Eğer İmralı’da tecrit kaldırılırsa, müzakere ve diyalog süreci yeniden başlarsa, PKK silahlı eylemlerine son verebilir. Ordu da bu durumda operasyonlarını durdurabilir. Çünkü Başbakan, Meksika’dan yaptığı açıklamada “Evet biz de operasyon meraklısı değiliz. PKK silahlı faaliyetlerini durdurursa, silahı bırakırsa biz niye operasyon yapalım” dedi.

Başbakan, “PKK silahlı faaliyetlerini durdurursa” mı dedi? Yoksa “silahı bırakırsa mı” dedi?

Başbakan, silahı bırakırsa diyor ama ateşkesi kastediyor gibi geldi bana.

Aslında PKK’nın böylesine büyük bir saldırısından sonra ilk kez devlet sert bir dil kullanmadı. Aksine barışa yatkın bir dil kullandı. Siz de bu tesbite katılıyor musunuz?

İşin doğrusu, bu kez intikam naralarından ziyade meseleye daha serinkanlı bir yaklaşım sezinledim ben. Fakat bu tavır beraberinde güçlü bir barış arayışı getirir mi, onu kestiremiyorum, bilemiyorum. Hükümet çevreleri, özellikle son altı yedi aydır, PKK’nin altı aylık ömrünün kaldığına, Sri Lanka modeliyle PKK’nin bitirileceğine inandırılmıştı. Bunu, milletvekili danışmanı da dâhil olmak üzere Başbakan’ın danışmanları, analistler, stratejistler bizzat gazetelerde yazdılar. Hatta bizim görüştüğümüz bazı bakanlar da bunu söylediler.

Siz hükümetle en son ne zaman ve kimlerle görüştünüz?

En son mart ayı başında BDP’nin eşbaşkanları olarak Gültan Kışanak’la ikimiz bir bakanla görüştük. Ona, “AKP ve BDP heyetleri masada otursunlar, neler yapılabileceğini tartışsınlar” dedik. Bakan bize, “Devletin verilmiş kararları var. Biz yürüttüğümüz konseptin doğru olduğunu düşünüyoruz ve kararlıyız.
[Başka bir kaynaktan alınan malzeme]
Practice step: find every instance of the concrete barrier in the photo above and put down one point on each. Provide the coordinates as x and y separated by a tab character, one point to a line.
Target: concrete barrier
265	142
Askerî operasyonlar devam edecek” dedi.

Konsept neymiş?

Askerî operasyonlar, KCK operasyonları, medya üzerinden psikolojik savaş! Bir bütün olarak örgüte nefes aldırmama politikası kısacası. Bakan, “Devletin içinde bu güvenlik politikasının başarılı olduğu düşünülüyor. Gene de sizin bu teklifinizi Başbakan’a ileteceğim ve sıcak karşılanırsa size hemen geri döneceğim” dedi. O bakan hâlâ bize geri dönmedi. Aslında kendisi kişisel olarak bizim önerimize soğuk bakmıyordu.

Kim bu bakan?

Adını vermeyeceğim. Biz ona şöyle demiştik: “Aradan aylar geçecek. Gene yüzlerce, binlerce genç ölecek. Biz geriye bakacağız ve bu görüşmede niye sonuç almadık? Bu kadar genç niye öldü diye vicdan azabı çekeceğiz” dedik.